Terlapor Didenda, Proyek Donggi-Senoro Harus Direalisasi
MOKI, Komisi Pengawas Persaingan Usaha (KPPU) menyatakan korporasi Jepang, Mitsubishi Corporation terbukti melakukan persengkokolan dengan PT Pertamina (persero), PT Medco International Tbk, dan PT Medco E&P Sulawesi.
Perbuatan melawan hukum itu dilakukan agar Mitsubishi Corp menjadi pemenang dalam beauty contest proyek LNG (Liquid Natural Gas) Donggi-Senoro, Sulawesi Tengah.
Putusaan pelanggaran Pasal 22 dan 23 UU No.5 Tahun 1999 tentang Larangan Praktik Anti Monopoli dan Persaingan Usaha Tidak Sehat, dibacakan majelis komisi di kantor KPPU, Jakarta, Rabu (5/1). Majelis dipimpin Nawir Messi dengan beranggotakan Tadjuddin Noersaid, Erwin Syahrial, Dedi S Martadisastra, dan Sukarni.
Terlapor empat (Mitsubishi), juga terbukti bersengkongkol dengan terlapor dua (Medco Int), dan terlapor tiga (Medco E&P). Kali ini, dilakukan untuk mendapat informasi rahasia dari peserta beauty contest lain, PT LNG Energi Utama yang juga pelapor, lalu dipakai terlapor satu melakukan penawaran.

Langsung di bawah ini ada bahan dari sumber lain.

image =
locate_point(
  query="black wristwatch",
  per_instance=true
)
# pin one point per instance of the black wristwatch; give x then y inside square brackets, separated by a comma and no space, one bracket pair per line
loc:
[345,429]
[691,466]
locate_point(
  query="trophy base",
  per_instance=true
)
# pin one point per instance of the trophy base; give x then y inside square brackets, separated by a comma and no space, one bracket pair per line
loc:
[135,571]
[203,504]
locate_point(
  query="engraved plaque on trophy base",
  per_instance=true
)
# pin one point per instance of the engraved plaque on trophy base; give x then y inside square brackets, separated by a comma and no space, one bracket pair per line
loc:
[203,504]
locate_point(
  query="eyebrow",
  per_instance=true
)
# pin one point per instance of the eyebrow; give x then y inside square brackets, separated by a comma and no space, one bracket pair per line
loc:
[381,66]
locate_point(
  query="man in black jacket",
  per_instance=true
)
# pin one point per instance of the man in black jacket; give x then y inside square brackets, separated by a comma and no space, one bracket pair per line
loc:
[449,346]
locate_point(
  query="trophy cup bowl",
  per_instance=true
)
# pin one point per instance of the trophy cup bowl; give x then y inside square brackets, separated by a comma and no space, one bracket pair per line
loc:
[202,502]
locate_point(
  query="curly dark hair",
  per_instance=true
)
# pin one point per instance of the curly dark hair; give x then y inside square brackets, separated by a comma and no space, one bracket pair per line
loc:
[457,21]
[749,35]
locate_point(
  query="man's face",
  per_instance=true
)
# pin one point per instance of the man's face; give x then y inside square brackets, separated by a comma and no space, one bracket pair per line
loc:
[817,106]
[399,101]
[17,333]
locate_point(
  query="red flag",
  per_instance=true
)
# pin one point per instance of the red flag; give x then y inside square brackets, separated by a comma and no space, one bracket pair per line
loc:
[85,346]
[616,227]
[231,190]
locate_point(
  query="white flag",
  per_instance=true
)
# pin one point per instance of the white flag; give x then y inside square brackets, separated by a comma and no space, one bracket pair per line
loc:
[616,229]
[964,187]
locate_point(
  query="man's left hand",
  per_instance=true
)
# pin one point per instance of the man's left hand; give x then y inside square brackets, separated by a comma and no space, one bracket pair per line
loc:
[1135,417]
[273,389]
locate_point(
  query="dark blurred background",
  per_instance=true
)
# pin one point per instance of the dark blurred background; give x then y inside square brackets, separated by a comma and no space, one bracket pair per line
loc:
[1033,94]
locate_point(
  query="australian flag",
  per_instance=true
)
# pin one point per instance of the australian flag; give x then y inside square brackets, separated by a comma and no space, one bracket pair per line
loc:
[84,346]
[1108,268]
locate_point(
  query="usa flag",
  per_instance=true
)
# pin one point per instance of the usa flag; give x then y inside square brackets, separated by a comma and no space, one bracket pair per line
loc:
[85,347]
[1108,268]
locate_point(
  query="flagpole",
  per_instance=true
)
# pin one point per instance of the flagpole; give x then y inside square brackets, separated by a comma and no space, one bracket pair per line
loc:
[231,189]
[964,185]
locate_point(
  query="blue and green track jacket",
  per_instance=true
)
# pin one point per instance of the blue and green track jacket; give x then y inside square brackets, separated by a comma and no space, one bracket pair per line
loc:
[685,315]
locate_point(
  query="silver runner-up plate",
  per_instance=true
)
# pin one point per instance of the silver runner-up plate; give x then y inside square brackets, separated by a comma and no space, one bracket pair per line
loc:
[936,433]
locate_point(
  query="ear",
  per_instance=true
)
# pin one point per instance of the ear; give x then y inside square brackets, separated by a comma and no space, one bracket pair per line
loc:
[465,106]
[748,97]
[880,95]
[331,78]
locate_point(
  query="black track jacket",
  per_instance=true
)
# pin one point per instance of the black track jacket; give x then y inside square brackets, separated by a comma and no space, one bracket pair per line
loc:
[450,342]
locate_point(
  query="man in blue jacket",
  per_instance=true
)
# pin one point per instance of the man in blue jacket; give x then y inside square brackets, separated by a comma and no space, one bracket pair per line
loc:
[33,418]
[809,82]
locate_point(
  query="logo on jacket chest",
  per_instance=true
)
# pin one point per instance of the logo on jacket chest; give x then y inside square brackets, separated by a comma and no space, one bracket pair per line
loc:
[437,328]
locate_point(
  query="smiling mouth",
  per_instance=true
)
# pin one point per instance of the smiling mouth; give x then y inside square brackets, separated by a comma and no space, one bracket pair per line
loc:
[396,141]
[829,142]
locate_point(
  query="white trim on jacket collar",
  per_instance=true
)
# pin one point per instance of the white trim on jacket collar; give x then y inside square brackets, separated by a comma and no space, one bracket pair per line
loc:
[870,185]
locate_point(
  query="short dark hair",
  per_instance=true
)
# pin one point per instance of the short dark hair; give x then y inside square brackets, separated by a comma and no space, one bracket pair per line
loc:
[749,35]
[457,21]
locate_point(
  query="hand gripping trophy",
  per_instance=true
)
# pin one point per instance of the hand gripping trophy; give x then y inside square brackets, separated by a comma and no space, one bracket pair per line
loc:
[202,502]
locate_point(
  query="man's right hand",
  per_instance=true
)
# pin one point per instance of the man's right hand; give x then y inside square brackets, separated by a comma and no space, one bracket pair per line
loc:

Karena perbuatan tersebut, majelis menghukum terlapor satu (Pertamina) membayar denda Rp10 miliar. Sedangkan Medco Int dan Medco E&P masing-masing didenda Rp5 miliar dan Rp1 miliar. “Terlapor empat dihukum membayar denda Rp15 miliar,” tutur Nawir Messi.
Membuat lega pihak terlapor, adalah majelis tidak menyatakan bahwa beauty contest yang sarat persengkongkolan itu untuk diulang. Sehingga proyek LNG Donggi-Senoro dapat dilanjutkan.
“KPPU tidak batalkan proyek,” ungkap Lukman Mahfoedz, corporate project director Medco Int seusai sidang.
Mengenai perbuatan para terlapor yang melanggar Pasal 22 UU No.5/1999, majelis komisi menilai, beauty contest tak beda dengan tender. Sekalipun proses itu bukan untuk pengadaan barang dan jasa bagi kepentingan publik melainkan untuk memilih mitra kerja. “Karena proses ini dapat menciptakan kompetisi pasar, sehingga tunduk pada UU No.5 Tahun 1999,” terang Tadjuddin Noersaid.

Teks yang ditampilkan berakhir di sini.